Bugun...
İlkellikten Moderniteye Geçiş Mekanla Sağlanabilir mi


Mustafa Boncukcu HAKÇA
 
 

facebook-paylas
Tarih: 17-10-2017 08:29

Konuyu tam olarak kavramak için önce sözcüklerin saptamalarını yapmak gerek. İlkellik ve modernite nedir? Bunu açıklayalım. 

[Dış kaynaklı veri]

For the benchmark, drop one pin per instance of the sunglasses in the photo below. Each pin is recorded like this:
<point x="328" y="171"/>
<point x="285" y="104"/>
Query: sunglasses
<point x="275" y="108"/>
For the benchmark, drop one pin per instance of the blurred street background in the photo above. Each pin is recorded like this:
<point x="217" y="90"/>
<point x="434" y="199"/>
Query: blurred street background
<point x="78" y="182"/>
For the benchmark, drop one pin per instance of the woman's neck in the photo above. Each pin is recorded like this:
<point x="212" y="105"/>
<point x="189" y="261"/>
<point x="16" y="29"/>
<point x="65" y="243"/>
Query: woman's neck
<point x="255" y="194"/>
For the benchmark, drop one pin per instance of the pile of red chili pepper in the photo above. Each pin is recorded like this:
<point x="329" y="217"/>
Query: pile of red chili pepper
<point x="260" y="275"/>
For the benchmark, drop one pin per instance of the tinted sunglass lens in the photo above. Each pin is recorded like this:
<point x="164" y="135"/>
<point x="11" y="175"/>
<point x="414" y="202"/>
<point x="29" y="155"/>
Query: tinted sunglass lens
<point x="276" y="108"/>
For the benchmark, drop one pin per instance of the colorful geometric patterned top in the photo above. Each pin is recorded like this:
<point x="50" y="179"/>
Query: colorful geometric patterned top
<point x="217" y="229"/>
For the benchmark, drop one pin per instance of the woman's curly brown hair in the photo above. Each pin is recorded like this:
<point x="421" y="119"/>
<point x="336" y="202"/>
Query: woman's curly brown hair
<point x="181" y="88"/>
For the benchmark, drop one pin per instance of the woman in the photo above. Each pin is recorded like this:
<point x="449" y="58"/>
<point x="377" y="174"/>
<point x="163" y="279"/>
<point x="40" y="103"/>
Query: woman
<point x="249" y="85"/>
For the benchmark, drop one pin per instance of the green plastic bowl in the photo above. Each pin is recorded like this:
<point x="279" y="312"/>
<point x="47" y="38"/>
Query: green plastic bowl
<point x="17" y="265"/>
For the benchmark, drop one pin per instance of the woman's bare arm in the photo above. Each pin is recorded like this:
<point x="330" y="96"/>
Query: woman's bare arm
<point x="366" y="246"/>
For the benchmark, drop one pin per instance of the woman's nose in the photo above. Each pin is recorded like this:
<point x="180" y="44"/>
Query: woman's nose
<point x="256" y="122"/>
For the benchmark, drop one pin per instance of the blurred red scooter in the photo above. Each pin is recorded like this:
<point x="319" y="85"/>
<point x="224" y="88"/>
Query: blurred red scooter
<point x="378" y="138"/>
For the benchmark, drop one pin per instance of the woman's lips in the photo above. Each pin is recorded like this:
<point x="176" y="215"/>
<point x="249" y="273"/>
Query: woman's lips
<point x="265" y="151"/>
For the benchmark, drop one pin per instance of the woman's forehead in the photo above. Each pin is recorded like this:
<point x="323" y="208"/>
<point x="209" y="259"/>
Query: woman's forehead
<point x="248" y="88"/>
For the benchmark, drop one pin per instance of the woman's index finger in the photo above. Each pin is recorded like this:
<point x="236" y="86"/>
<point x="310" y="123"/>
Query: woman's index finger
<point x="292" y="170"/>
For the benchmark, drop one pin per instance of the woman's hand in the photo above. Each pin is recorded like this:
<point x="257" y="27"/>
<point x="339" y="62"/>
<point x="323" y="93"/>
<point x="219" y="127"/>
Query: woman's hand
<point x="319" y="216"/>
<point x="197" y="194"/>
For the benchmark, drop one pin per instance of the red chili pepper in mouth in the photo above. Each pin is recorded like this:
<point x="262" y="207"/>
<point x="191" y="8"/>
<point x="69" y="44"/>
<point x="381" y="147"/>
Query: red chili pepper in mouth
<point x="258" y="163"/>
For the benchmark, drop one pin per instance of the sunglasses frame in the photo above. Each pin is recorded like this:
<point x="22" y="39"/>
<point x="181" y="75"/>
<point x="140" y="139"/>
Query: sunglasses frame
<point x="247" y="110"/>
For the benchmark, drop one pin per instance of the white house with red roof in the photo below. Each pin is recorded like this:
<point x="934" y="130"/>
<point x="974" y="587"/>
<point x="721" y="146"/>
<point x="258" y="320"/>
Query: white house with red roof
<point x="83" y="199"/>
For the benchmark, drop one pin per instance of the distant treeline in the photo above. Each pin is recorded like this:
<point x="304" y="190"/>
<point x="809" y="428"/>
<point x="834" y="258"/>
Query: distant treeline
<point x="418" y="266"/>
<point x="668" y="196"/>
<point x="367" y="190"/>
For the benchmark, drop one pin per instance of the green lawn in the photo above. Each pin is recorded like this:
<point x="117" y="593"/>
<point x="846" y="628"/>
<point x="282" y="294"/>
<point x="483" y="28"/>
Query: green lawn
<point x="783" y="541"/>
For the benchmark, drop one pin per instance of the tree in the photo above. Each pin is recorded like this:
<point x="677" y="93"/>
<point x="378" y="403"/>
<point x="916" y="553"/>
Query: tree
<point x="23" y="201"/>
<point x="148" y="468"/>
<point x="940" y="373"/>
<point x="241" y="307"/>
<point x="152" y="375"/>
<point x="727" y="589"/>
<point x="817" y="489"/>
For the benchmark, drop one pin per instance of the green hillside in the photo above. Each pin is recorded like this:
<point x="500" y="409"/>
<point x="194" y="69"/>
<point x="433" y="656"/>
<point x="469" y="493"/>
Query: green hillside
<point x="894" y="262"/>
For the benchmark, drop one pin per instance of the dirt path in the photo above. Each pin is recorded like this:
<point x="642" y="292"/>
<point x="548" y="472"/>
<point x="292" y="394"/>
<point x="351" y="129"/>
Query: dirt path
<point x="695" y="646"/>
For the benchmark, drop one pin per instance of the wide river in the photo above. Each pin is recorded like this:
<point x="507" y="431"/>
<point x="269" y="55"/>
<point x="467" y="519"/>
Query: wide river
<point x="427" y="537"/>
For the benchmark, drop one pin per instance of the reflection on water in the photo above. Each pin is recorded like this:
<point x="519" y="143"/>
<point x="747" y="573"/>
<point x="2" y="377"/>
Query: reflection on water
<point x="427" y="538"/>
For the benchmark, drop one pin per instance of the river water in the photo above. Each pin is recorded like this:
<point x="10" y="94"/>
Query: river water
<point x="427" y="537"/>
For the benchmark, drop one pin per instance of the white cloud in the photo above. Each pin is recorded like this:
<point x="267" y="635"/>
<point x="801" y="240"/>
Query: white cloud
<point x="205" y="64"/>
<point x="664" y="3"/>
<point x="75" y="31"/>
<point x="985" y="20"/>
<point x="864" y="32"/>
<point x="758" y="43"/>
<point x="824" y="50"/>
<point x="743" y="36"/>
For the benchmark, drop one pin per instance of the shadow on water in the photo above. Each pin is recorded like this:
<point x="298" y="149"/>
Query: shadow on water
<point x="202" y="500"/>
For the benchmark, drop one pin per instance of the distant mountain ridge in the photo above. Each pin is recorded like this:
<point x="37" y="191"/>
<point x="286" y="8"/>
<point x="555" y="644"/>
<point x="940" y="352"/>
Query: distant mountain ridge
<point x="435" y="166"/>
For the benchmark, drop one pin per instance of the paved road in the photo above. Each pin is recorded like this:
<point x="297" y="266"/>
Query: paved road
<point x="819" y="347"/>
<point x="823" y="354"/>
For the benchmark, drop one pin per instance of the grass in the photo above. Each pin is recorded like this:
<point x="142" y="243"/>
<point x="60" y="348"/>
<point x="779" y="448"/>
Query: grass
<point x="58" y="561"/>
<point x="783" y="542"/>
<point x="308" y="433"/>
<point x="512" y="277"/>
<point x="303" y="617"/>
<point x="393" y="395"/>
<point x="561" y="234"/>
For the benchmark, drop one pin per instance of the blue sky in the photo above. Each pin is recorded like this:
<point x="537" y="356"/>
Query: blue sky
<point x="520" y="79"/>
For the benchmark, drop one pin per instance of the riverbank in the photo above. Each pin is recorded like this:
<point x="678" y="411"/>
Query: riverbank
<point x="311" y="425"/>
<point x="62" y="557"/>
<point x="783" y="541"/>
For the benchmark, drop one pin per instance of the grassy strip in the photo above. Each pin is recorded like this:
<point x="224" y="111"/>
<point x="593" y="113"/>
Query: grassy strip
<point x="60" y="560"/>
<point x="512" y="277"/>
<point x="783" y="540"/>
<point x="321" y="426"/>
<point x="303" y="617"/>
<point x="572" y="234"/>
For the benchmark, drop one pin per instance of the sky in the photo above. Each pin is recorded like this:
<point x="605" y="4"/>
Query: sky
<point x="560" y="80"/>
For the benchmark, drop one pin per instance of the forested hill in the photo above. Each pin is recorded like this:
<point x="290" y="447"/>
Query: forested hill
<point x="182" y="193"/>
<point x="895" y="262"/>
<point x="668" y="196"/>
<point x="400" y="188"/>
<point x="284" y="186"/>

İlkelliğin pekçok tanımı vardır. Bu tanımlar bakış açılarına göre farklılıklar gösterir. Örneğin, insanlığın erken dönemlerinde bilgi yetersizliğinden dolayı teknolojinin gelişmemişliğine ilkellik denebilir. Ya da sosyal bir varlık olan insanın kendisi veya kendi dışında olanlara karşı tahakkümane tavır ve davranışlara girişmesine ilkellik denebilir. Veyahut insan psikolojisi gereği içte var olan bazı duyguları (küfür etme, öfkelenme, duygularını kontrol edememe, aşırı tepki, şiddet gösterme, sadist, mazoşist zevkler ve benzerleri) dışa vurumla kişinin kendi sosyal hayatına entegre etmesi ilkellik olarak gösterilebilir. Yahut da toplum olarak bir siyasi gücün ortaya konulamaması, devletsiz olma ve millet olamama durumu da ilkellikten sayılabilir. Ayrıca bir milletin değerler bütünü yaratamaması da ilkellik olabilir. İlkelliğin tanımı çoktur.

İlkelliğin tanımı çoktur da modernite, modernlik, çağdaşlık sözcüğünün tanımı az mıdır? Türkçesinde belirtildiği gibi çağdaşlık; çağa uygun, çağın koşullarını taşıyan ve aynı çağda yaşayan veyahut aynı çağda oluşumlanan canlı ve cansız imgelerdir.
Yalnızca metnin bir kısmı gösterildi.